By Rick Schrenker

Rick-Schrenker-150x150

Rick Schrenker

In May, 24×7 shared a story about a recent Brookings Institute report discussing health care data breaches. The story ended with the following: “Organizations that suffer from a security breach also undergo an audit by the Office for Civil Rights, a process many say is unduly punitive and discourages health organizations from sharing details about the breach with other hospitals. Many health organizations are also reluctant to circulate their experiences because of the negative publicity associated with breaches.”

If this is an accurate reflection of the current state of data breach reporting, then health care may be taking a step back from what it has learned about improving safety nearly two decades ago. Or perhaps it does not see the parallels between safety and security. It has been 17 years since the Institute of Medicine published the landmark “To Err Is Human.” Among the strategies it recommended to improve safety was implementing voluntary report systems with legally built in confidentiality protections so health care organizations wouldn’t be discouraged from participating. This was hardly a novel idea even then; after all, the Aviation Safety Reporting System has been around since 1976.

“To Err Is Human” did not recommend voluntary reporting in a contextual vacuum. It was part and parcel of a strategy to introduce safety cultures into health care. Organizations were encouraged to move toward a culture of safety, which was characterized as being informed, just, flexible, and supportive of learning. It’s difficult to imagine how that would be possible without the ability to openly share stories.

And that was not the Institute of Medicine’s final statement on the topic of sharing information in health care.
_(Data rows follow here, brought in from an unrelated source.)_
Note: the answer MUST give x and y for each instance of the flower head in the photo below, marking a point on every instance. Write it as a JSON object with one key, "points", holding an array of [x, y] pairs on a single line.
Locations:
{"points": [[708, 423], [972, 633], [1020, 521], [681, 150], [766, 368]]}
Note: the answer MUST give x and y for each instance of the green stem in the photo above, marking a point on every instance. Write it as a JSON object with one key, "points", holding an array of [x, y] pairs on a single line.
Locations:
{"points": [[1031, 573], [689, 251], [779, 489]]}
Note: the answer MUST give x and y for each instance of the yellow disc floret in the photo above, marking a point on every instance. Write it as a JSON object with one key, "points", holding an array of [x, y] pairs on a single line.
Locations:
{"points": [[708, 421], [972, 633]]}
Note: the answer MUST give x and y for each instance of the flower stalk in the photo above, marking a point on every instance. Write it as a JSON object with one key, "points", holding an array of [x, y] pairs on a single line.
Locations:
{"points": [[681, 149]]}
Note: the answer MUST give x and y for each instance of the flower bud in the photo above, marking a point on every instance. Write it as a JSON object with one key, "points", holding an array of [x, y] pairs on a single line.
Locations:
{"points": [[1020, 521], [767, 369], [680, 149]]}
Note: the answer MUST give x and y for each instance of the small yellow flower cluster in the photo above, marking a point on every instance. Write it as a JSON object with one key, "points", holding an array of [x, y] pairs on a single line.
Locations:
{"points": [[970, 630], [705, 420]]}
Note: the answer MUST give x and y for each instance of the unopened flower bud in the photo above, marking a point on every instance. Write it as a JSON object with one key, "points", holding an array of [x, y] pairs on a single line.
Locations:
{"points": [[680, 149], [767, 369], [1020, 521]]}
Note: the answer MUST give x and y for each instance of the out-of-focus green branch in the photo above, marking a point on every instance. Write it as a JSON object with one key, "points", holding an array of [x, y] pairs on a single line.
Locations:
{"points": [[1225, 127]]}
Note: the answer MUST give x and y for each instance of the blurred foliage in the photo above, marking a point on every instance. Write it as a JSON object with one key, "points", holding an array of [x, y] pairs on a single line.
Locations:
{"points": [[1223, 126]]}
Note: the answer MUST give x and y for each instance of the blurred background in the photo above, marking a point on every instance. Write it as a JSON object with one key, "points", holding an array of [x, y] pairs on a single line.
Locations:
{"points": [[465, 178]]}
In its 2012 publication “Heath IT and Patient Safety- Providing Safer Systems for Better Care,” among its recommendations were for the U.S. Department of Health and Human Services (HHS) to ensure health IT (HIT) vendors don’t prohibit sharing information about HIT problems and to make sharing of user-safety-related reports more public. They did not make these recommendations in a vacuum, either, as HIT vendor contracts often included prohibitions against such sharing.

We don’t need to look outside of the HTM profession to find examples of freely reported lessons learned. Think about it: How many of us have shared stories about lessons we’ve learned at professional meetings? Early in my career, I learned more about real problems over drinks at the end of the day than I did in most of the formal sessions I attended. And in 2009, I collaborated with 24×7 on an article along this line titled “Failures and Consequences.” We put out a call for readers to share stories about system or device failures and how they addressed them—and we promised not to reveal their identities. A handful of readers responded, and everyone got to read their stories—and benefited from them.

We lose powerful leverage if we are discouraged from sharing, and I encourage 24×7 readers to do it more often. I would also encourage you to share security stories, but would you feel comfortable doing so in the current environment? It might prove interesting to survey readers about whether they would share safety or security stories.

At this point, it is reasonable to question whether what we’ve learned about how to approach developing and managing safe systems is applicable to making and keeping them secure. There is at least some evidence that points in that direction. For instance, assurance cases focused on security are being developed using the same tools used to develop safety assurance cases. Then again, security may be a sufficiently different domain and its culture won’t map that of safety. If so, then now is the time to identify and address where and how they diverge, while we are still relatively early in the integration of medical and HIT.

Case in point: Consider how IEC 80001-1 has identified and described three “key properties” to be managed for risk when IT networks incorporate medical devices: safety, effectiveness, and security—in that order. I actually served on the committee that developed that standard and its initial set of technical reports, including one for security. Rick Hampton and I summarized those documents in a series of articles for 24×7, and you can look back to the series for details. But in short, the success of 80001-based risk management is grounded in disclosure of sufficient information to support the identification, assessment, and mitigation of all three arguably related components of risk. Clamping down on the availability of any potentially supporting information can only lessen confidence in any risk management process.

Taking all of this information into account, a fundamental question is suggested by the rush to address security breaches via punitive actions before considering other options: After all these years, and all the stories we’ve shared, what have we really learned?

Rick Schrenker is a systems engineering manager for Massachusetts General Hospital and senior biomedical engineer for the MGH MD PnP Program.